Excel 2007 : Removing duplicates with a condition

**MattyNinja** · 03-19-2010, 01:56 PM

I have attached an example of my data set containing 12 of 143,000 rows

The real data is in Rows A though E, I have added a formula in row F to tell me how many boxes are filled in between B and E. (thanks to SHG)
I am trying to remove duplicate entries from this sheet, but when I use a simple remove duplicate function, excel 2007 just deletes all instances after the first.

I am looking for a conditional removal of duplicates, I want it to retain the higher value( column f )of the duplicates.

An example would be…
There are 2 “abgent” the first has just phone and fax, the second has phone, fax, and email; hence the values titled “rating” in column f

I would delete row 2 containing “abgent” where the data set is less complete

Rows 4 and 5 contain “abgent, inc.” which I do not want considered as a match for “abgent”

I would call what I am looking for a “removal of duplicates with condition”
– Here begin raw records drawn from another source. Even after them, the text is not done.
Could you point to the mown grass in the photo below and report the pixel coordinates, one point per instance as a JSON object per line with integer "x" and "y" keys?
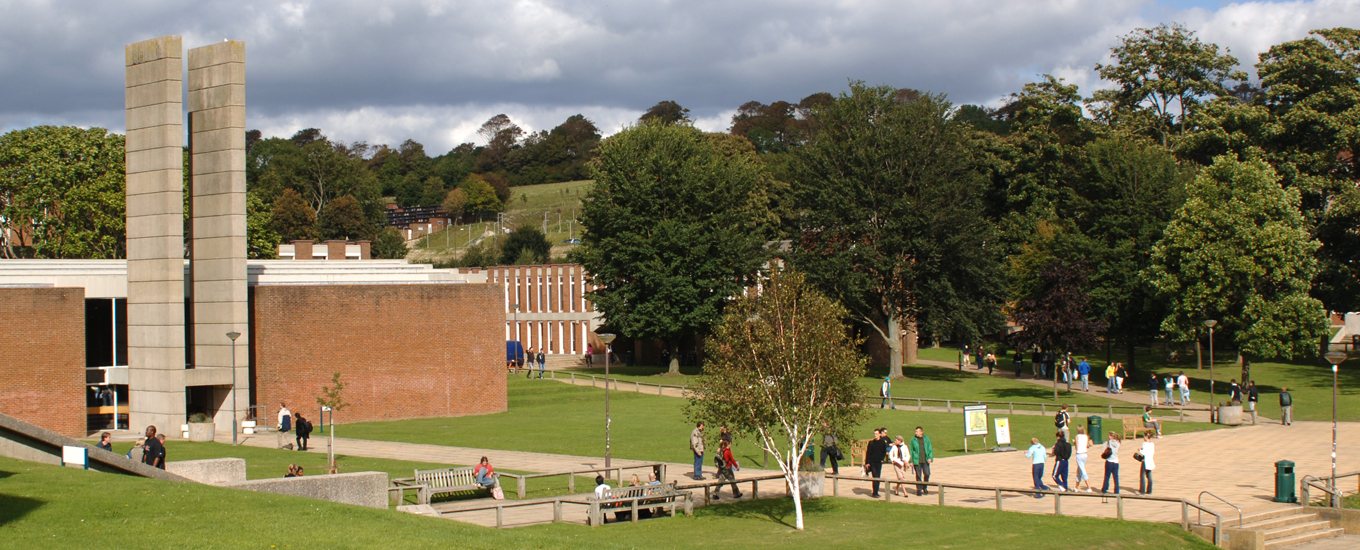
{"x": 559, "y": 418}
{"x": 51, "y": 507}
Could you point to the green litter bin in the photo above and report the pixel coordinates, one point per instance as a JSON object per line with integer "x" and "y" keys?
{"x": 1284, "y": 482}
{"x": 1094, "y": 429}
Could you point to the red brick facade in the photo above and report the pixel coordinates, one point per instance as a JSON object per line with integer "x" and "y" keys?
{"x": 42, "y": 357}
{"x": 403, "y": 350}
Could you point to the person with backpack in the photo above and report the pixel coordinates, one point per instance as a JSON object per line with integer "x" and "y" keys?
{"x": 1062, "y": 419}
{"x": 1061, "y": 454}
{"x": 303, "y": 430}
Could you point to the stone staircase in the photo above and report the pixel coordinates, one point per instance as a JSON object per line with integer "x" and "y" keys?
{"x": 1289, "y": 527}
Any help would be greatly appreciated!

**MattyNinja** · 03-19-2010, 01:57 PM

here is the attachment

RSpecianJr · 03-20-2010, 03:06 PM

Hey MattyNinja,

I have attached an adapted workbook with a macro in it that will go through and remove duplicates based on your criteria.

I didn't spend a lot of time on it so it could be improved a bit. For instance, I might add a way to combine data from two incomplete rows.
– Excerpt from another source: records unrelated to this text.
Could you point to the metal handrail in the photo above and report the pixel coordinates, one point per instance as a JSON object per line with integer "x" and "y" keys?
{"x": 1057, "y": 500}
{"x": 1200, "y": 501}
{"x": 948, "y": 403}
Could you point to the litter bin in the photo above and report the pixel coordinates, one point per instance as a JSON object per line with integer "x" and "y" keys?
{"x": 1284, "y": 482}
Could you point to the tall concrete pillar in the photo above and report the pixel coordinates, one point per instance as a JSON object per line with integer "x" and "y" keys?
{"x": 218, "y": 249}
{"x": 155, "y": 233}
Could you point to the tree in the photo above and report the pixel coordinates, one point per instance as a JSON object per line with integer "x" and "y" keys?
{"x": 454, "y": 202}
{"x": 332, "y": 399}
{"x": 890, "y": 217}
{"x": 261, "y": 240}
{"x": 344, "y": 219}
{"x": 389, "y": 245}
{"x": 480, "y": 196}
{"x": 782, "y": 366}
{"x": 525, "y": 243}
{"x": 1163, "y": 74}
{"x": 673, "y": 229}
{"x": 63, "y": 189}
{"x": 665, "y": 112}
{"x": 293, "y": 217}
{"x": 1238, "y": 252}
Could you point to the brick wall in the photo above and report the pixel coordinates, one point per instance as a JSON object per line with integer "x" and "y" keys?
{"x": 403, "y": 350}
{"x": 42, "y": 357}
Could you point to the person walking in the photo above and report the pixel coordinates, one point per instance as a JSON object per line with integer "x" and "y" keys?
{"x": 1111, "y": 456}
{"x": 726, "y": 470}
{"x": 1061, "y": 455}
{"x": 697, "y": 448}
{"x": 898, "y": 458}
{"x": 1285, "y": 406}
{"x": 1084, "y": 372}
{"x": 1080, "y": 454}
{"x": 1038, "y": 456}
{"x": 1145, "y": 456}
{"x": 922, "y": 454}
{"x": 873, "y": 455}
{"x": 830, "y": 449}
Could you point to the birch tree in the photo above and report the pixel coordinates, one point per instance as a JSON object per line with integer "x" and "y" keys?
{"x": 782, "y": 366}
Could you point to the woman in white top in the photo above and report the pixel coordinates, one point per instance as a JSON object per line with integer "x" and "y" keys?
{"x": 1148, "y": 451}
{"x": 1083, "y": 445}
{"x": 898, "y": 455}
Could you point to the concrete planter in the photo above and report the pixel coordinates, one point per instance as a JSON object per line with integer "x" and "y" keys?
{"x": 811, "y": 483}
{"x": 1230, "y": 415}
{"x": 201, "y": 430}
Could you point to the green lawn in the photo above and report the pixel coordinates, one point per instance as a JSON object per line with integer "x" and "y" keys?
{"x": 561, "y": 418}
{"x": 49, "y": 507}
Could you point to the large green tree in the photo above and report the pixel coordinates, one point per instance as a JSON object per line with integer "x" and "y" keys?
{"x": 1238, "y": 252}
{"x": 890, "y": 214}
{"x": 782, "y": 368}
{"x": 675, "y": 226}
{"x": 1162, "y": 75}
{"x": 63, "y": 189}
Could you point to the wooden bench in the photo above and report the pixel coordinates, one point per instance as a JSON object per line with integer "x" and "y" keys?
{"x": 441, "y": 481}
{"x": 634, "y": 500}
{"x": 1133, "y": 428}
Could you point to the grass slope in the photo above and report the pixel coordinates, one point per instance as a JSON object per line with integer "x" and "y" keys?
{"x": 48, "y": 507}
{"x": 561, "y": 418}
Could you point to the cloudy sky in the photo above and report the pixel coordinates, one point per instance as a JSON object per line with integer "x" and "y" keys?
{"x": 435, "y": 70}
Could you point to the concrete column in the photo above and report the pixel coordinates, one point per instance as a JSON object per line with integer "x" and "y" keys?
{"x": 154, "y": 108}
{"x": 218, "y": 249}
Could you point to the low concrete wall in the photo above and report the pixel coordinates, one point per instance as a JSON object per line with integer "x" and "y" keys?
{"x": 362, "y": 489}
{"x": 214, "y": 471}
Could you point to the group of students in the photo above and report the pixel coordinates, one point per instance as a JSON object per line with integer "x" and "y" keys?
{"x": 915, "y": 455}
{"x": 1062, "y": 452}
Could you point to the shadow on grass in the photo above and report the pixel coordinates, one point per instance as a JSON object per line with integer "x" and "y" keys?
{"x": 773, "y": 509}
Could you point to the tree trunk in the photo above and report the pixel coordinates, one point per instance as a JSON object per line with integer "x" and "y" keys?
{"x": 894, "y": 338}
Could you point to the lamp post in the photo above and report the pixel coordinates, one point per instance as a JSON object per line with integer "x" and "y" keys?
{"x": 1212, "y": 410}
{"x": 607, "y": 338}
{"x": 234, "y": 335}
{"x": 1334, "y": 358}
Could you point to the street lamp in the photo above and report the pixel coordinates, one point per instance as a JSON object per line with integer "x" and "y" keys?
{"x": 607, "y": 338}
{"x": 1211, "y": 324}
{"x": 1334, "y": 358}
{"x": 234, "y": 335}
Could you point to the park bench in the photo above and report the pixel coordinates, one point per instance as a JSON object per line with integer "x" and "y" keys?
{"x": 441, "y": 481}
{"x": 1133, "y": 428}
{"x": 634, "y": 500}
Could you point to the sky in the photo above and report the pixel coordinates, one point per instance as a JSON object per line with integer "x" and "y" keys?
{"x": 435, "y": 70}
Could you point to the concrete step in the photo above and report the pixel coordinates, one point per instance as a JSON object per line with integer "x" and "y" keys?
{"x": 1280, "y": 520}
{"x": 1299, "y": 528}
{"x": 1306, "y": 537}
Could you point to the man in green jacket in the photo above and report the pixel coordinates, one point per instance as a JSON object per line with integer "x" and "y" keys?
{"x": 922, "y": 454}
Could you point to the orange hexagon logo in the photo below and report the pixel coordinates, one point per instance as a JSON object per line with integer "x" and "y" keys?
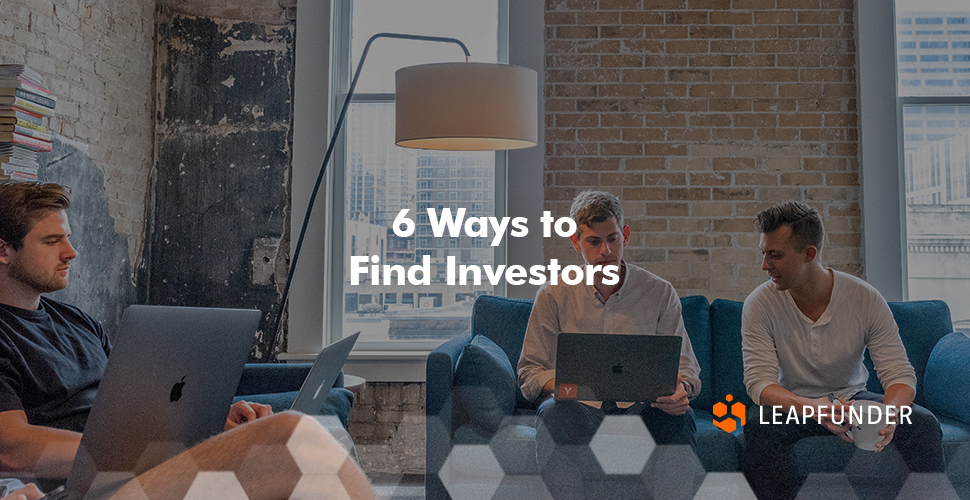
{"x": 729, "y": 423}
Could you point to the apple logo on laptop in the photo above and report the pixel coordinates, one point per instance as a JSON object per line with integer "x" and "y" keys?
{"x": 177, "y": 390}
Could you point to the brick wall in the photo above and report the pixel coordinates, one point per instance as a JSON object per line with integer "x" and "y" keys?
{"x": 387, "y": 424}
{"x": 698, "y": 117}
{"x": 96, "y": 58}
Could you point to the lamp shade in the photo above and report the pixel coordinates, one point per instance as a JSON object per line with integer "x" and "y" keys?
{"x": 466, "y": 107}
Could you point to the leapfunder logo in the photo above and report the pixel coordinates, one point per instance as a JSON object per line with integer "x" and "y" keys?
{"x": 777, "y": 415}
{"x": 729, "y": 422}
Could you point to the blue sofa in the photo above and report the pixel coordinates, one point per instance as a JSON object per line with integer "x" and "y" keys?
{"x": 276, "y": 384}
{"x": 940, "y": 356}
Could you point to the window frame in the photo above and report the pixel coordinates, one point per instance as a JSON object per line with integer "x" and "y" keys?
{"x": 313, "y": 117}
{"x": 882, "y": 149}
{"x": 342, "y": 74}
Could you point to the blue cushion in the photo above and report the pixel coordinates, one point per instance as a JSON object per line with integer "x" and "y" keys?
{"x": 922, "y": 323}
{"x": 947, "y": 380}
{"x": 339, "y": 402}
{"x": 727, "y": 363}
{"x": 696, "y": 311}
{"x": 486, "y": 384}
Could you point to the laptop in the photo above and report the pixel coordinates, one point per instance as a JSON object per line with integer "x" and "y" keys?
{"x": 326, "y": 367}
{"x": 618, "y": 368}
{"x": 168, "y": 385}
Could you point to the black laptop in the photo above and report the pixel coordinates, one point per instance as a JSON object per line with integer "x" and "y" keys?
{"x": 616, "y": 367}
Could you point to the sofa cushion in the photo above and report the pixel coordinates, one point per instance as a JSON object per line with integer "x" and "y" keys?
{"x": 696, "y": 311}
{"x": 486, "y": 384}
{"x": 338, "y": 403}
{"x": 948, "y": 377}
{"x": 727, "y": 364}
{"x": 922, "y": 323}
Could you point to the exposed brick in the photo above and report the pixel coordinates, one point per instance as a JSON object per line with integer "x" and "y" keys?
{"x": 740, "y": 105}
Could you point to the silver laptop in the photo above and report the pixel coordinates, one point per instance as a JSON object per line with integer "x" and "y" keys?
{"x": 611, "y": 367}
{"x": 168, "y": 385}
{"x": 323, "y": 373}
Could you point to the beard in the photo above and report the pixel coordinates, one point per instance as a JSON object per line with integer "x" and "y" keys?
{"x": 39, "y": 281}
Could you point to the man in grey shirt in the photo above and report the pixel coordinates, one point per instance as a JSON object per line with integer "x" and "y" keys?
{"x": 637, "y": 302}
{"x": 803, "y": 334}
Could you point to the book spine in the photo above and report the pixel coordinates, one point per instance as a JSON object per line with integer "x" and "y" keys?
{"x": 32, "y": 106}
{"x": 29, "y": 124}
{"x": 26, "y": 85}
{"x": 29, "y": 142}
{"x": 22, "y": 175}
{"x": 32, "y": 97}
{"x": 26, "y": 114}
{"x": 10, "y": 167}
{"x": 32, "y": 133}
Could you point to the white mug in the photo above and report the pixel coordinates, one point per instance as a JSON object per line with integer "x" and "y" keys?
{"x": 867, "y": 419}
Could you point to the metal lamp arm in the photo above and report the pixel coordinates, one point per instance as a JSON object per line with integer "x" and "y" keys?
{"x": 323, "y": 169}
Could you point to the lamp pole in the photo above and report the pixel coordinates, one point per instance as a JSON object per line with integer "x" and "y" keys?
{"x": 323, "y": 169}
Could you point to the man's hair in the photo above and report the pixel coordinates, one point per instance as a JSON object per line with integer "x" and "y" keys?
{"x": 24, "y": 204}
{"x": 805, "y": 223}
{"x": 595, "y": 206}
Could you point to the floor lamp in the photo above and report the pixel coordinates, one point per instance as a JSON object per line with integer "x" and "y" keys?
{"x": 447, "y": 106}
i.e. in your example you have two "Abgent, Inc.". They both contain two pieces of information, but they aren't the same two pieces of information. One has Email Address and the other has a Fax Number. With the current macro, it would delete the first one, the one with the fax.

If you have any questions or if for some reason this doesn't work, let me know and I'll see what I can do.

Hope this helps,

Robert Specian Jr.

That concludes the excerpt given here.